# Multi-Perceptron Grid_Search

## Summary

## Table of Contents

- [Notebook Setup](#Notebook-Setup)
- [MLP GridSearch](#MLP-GridSearch)
- [MLP Parameters](#MLP-Parameters)
- [Results](#Results)

## Notebook Setup

Significant functions from [assignment_3_tools.py](./assignment_3_tools.py)

In [1]:
import os
import time # Runtime
import pickle # Model Saving
import logging # Log Checkpoints
import numpy as np # Flatten y vectors
import pandas as pd # DataFrame
import polars as pl # LazyFrame
from sklearn.preprocessing import StandardScaler # X Standardization
from sklearn.neural_network import MLPClassifier as mlp # model
from sklearn.metrics import recall_score, roc_auc_score, accuracy_score # Scoring
from sklearn.model_selection import GridSearchCV, StratifiedKFold, ParameterGrid
from great_tables import GT, md, html, from_column, style, loc, vals
from assignment_3_tools import parquet_to_dict, unq_df_names, corr_testset

## MLP GridSearch

In [2]:
def mlp_gridsearch(lazy_dict, unq_names, param_grid, save_pth, test_name, threads=None):
    """
    MLP GridSearch using 5-fold Cross Validation. Saves best model and results.
    ---
    Args:
        lazy_dict: Dictionary with names and LazyFrames of train and test sets.
        unq_names: List of unique names of parent datasets.
        param_grid: Dictionary of parameters for MLPClassifier.
        save_pth: String of the path to save the best model.
        test_name: String of the test performed.
        threads: Integer of CPU threads for cross-validation (optional).
    Return:
        None
    """
    ## Initializing
    # Define number of threads to be used in GridSearch
    if threads is None:
        threads = os.cpu_count() - 2
        print(f"Using {threads} CPU threads!")

    # Log for debugging
    logging.basicConfig(
        filename=f"./log/MLP_{test_name}.log",
        filemode='w', 
        level=logging.INFO, 
        format='%(asctime)s - %(levelname)s - %(message)s')
    
    ## GridSearch and Results
    for name in unq_names:
        # Results from prediction on test_set
        best_results = {
            "Dataset_Name": [],
            "Grid_Variable": [],
            "Parameters": [],
            "Recall": [], 
            "ROC_AUC": [], 
            "Accuracy": [],
            "Fit_Time": []}
        
        # Results from prediction on Cross Validation Set
        param_results = {
            "Dataset_Name": [],
            "Grid_Variable": [],
            "Parameters": [],
            "Recall": [], 
            "Fit_Time": []}
        
        ## Reading and Preparing Data
        # Dataset names in path
        X_train_name = f"{name}_X_train"
        y_train_name = f"{name}_y_train"
        X_test_name = f"{name}_X_test"
        y_test_name = f"{name}_y_test"

        # Train and test sets.
        X_train = lazy_dict[X_train_name].collect().to_pandas()
        y_train = lazy_dict[y_train_name].collect().to_pandas()
        X_test = lazy_dict[X_test_name].collect().to_pandas()
        y_test = lazy_dict[y_test_name].collect().to_pandas()

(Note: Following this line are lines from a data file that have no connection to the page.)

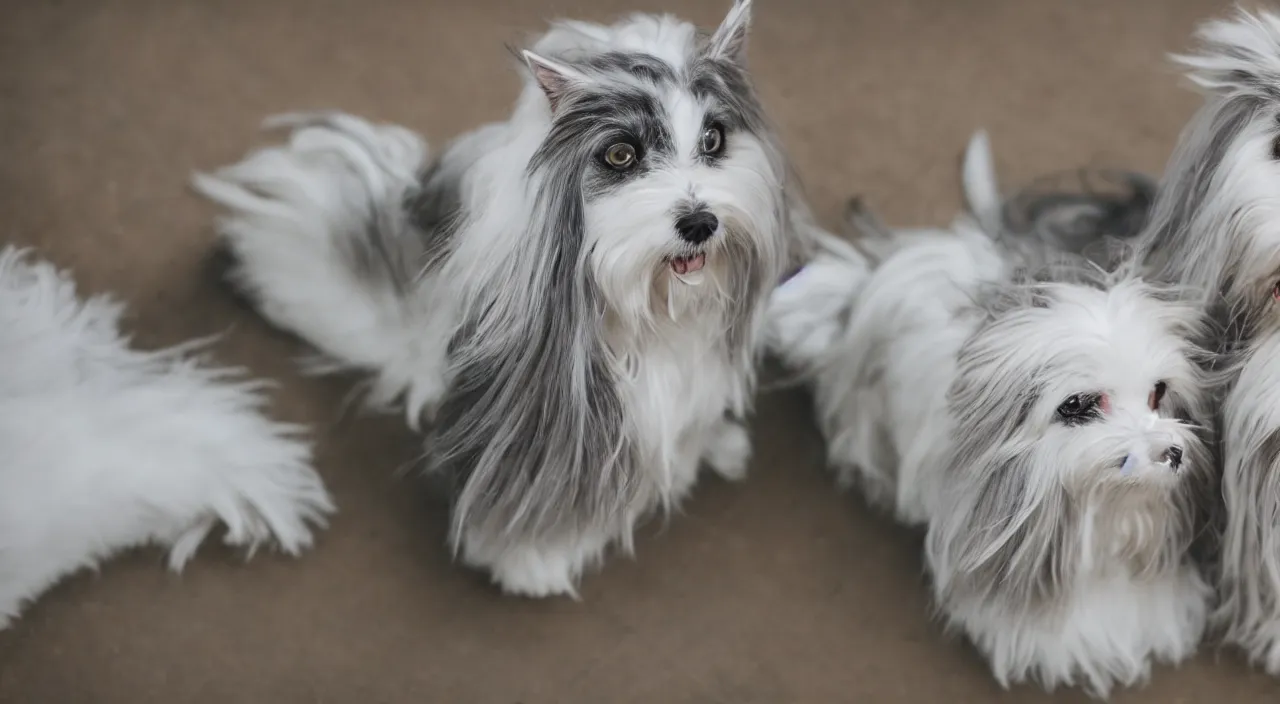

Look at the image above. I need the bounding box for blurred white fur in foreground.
[0,247,333,628]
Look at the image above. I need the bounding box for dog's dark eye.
[1147,381,1169,411]
[604,142,636,172]
[1057,393,1101,425]
[703,124,724,156]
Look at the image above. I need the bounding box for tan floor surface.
[0,0,1280,704]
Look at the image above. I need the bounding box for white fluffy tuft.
[0,247,334,627]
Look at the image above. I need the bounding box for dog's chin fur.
[1142,10,1280,676]
[0,247,333,628]
[768,136,1212,696]
[196,1,824,596]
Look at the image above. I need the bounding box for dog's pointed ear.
[707,0,751,65]
[521,51,585,113]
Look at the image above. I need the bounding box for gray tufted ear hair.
[707,0,751,65]
[521,51,586,113]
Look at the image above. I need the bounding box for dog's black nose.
[676,210,719,244]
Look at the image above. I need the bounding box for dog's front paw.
[704,422,751,481]
[493,548,577,599]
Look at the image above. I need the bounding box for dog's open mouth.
[671,252,707,276]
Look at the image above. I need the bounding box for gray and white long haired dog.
[1142,6,1280,675]
[196,0,814,596]
[769,134,1212,696]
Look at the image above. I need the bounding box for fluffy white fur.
[0,247,333,628]
[1143,10,1280,676]
[769,134,1212,696]
[196,1,820,596]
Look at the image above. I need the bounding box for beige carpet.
[0,0,1280,704]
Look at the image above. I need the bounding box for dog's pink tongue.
[671,255,707,274]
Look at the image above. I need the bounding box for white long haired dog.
[769,134,1212,696]
[0,247,333,628]
[1142,12,1280,675]
[196,0,813,596]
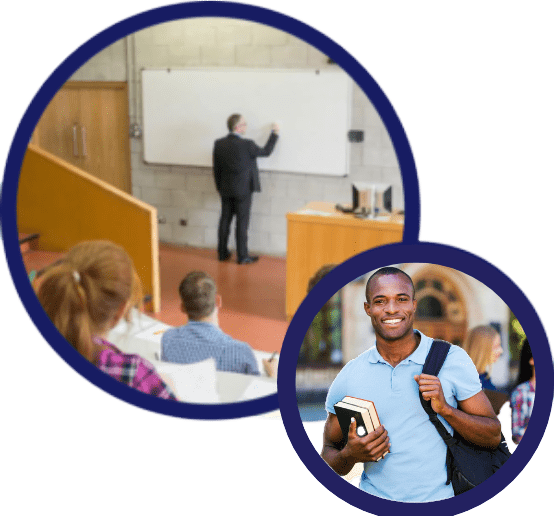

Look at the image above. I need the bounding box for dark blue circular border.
[0,1,421,420]
[277,242,554,515]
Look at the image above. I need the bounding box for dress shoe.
[237,256,260,265]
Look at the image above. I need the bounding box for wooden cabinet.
[32,82,131,193]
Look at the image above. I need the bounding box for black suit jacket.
[213,132,278,197]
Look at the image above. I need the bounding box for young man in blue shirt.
[321,267,501,502]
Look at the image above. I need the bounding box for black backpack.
[419,340,511,495]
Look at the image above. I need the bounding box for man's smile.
[382,318,403,325]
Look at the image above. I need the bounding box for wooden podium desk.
[286,202,404,320]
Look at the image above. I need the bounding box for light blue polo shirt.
[326,330,481,502]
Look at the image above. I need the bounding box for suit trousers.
[217,193,252,261]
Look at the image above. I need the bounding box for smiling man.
[321,267,501,502]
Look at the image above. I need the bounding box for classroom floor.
[22,240,288,351]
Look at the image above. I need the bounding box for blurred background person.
[510,339,536,444]
[298,264,342,364]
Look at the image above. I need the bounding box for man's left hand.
[414,374,452,416]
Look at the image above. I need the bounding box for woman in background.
[462,326,502,391]
[510,339,536,444]
[33,241,175,399]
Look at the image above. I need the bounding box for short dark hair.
[516,339,533,385]
[227,113,242,132]
[365,267,415,303]
[179,271,216,321]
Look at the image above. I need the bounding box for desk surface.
[287,201,404,230]
[286,201,404,319]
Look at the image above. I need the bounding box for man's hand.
[414,374,452,416]
[262,358,279,378]
[343,418,390,462]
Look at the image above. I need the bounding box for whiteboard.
[142,68,352,176]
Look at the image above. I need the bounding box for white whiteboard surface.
[142,68,352,176]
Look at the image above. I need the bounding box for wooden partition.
[17,144,160,312]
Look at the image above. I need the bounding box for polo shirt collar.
[367,330,429,365]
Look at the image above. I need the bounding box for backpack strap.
[419,340,456,485]
[419,340,454,445]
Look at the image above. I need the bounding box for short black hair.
[227,113,242,132]
[365,267,415,303]
[516,339,533,385]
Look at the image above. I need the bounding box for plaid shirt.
[510,382,535,444]
[96,340,177,400]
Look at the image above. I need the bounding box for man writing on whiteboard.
[213,114,279,264]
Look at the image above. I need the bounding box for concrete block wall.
[74,18,404,256]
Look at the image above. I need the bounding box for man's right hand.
[343,419,390,462]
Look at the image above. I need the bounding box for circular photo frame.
[0,1,421,420]
[278,242,554,515]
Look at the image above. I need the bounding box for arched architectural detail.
[406,264,470,345]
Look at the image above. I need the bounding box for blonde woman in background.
[33,241,175,400]
[510,339,536,444]
[462,326,508,414]
[462,326,502,391]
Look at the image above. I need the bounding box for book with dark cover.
[334,396,388,457]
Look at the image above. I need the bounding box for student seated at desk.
[33,241,176,400]
[162,271,277,377]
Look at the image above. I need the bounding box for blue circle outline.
[277,241,554,515]
[0,1,421,420]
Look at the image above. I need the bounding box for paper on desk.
[242,378,277,400]
[133,322,173,343]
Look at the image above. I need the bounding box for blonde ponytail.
[37,241,142,362]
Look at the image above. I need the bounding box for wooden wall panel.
[17,145,160,312]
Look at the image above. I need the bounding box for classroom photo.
[11,17,414,417]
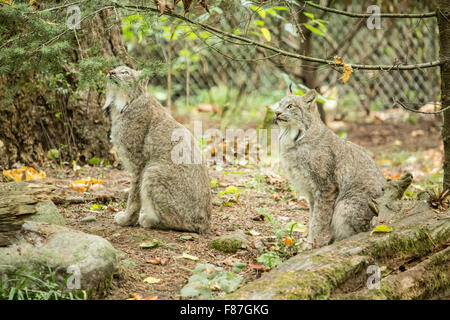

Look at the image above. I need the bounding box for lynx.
[103,66,211,233]
[274,90,386,247]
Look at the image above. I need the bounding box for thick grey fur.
[103,66,211,233]
[275,90,386,247]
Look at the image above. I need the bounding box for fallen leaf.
[108,205,119,212]
[182,252,199,261]
[69,178,103,193]
[249,260,270,272]
[145,258,169,266]
[127,293,158,300]
[3,166,47,181]
[283,237,294,246]
[144,277,161,284]
[334,56,353,83]
[371,224,392,233]
[139,239,159,249]
[248,229,260,236]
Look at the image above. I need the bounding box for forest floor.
[14,112,443,299]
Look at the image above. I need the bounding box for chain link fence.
[149,3,440,111]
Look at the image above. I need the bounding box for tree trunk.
[0,11,126,168]
[436,0,450,190]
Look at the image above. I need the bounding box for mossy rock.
[211,231,248,253]
[0,221,119,298]
[28,201,66,226]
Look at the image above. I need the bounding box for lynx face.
[106,66,141,85]
[274,90,320,140]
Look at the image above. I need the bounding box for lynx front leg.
[308,198,334,248]
[114,175,141,226]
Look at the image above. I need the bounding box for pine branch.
[110,1,442,71]
[298,1,436,18]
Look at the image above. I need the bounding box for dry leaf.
[144,277,161,284]
[249,260,270,272]
[128,293,158,300]
[334,56,353,83]
[182,252,199,261]
[145,258,169,266]
[3,166,47,181]
[283,237,294,246]
[69,178,103,193]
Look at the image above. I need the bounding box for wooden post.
[436,0,450,190]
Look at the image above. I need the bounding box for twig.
[110,1,442,71]
[297,0,436,18]
[392,98,450,114]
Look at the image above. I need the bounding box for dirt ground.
[18,110,442,299]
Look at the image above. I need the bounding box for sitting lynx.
[103,66,211,233]
[274,90,386,247]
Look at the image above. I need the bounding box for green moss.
[366,227,450,261]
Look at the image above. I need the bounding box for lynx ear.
[302,89,317,110]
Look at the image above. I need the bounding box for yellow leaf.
[259,28,271,42]
[283,237,294,246]
[334,56,353,83]
[372,224,392,233]
[69,178,103,193]
[127,293,158,300]
[3,166,47,181]
[183,252,198,261]
[144,277,161,284]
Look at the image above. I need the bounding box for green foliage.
[180,263,245,299]
[47,149,59,160]
[256,208,306,269]
[0,268,75,300]
[89,157,101,166]
[256,250,283,269]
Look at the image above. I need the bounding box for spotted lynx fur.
[275,90,386,247]
[103,66,211,233]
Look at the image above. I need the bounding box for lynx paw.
[139,213,159,228]
[114,211,136,227]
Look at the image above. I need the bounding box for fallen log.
[222,176,450,300]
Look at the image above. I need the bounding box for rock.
[0,221,119,297]
[81,216,97,222]
[211,230,248,253]
[28,201,66,226]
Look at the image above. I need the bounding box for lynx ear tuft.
[302,89,317,110]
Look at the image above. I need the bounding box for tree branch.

        # Drop index column
        X_train.drop(columns=['__index_level_0__'], errors='ignore', inplace=True)
        y_train.drop(columns=['__index_level_0__'], errors='ignore', inplace=True)
        X_test.drop(columns=['__index_level_0__'], errors='ignore', inplace=True)
        y_test.drop(columns=['__index_level_0__'], errors='ignore', inplace=True)

        # Flatten response sets
        y_train = y_train.to_numpy().ravel()
        y_test = y_test.to_numpy().ravel()

        # Standardize predictor sets
        scaler = StandardScaler()
        X_train_scaled = scaler.fit_transform(X_train)
        X_test_scaled = scaler.transform(X_test)

        ## Defining Modeling and GridSearch
        # Define cross-validation folds
        cv = StratifiedKFold(n_splits=5, shuffle=True, random_state=212)

        # Define mlp model
        mlp_model = mlp(early_stopping=True, random_state=212)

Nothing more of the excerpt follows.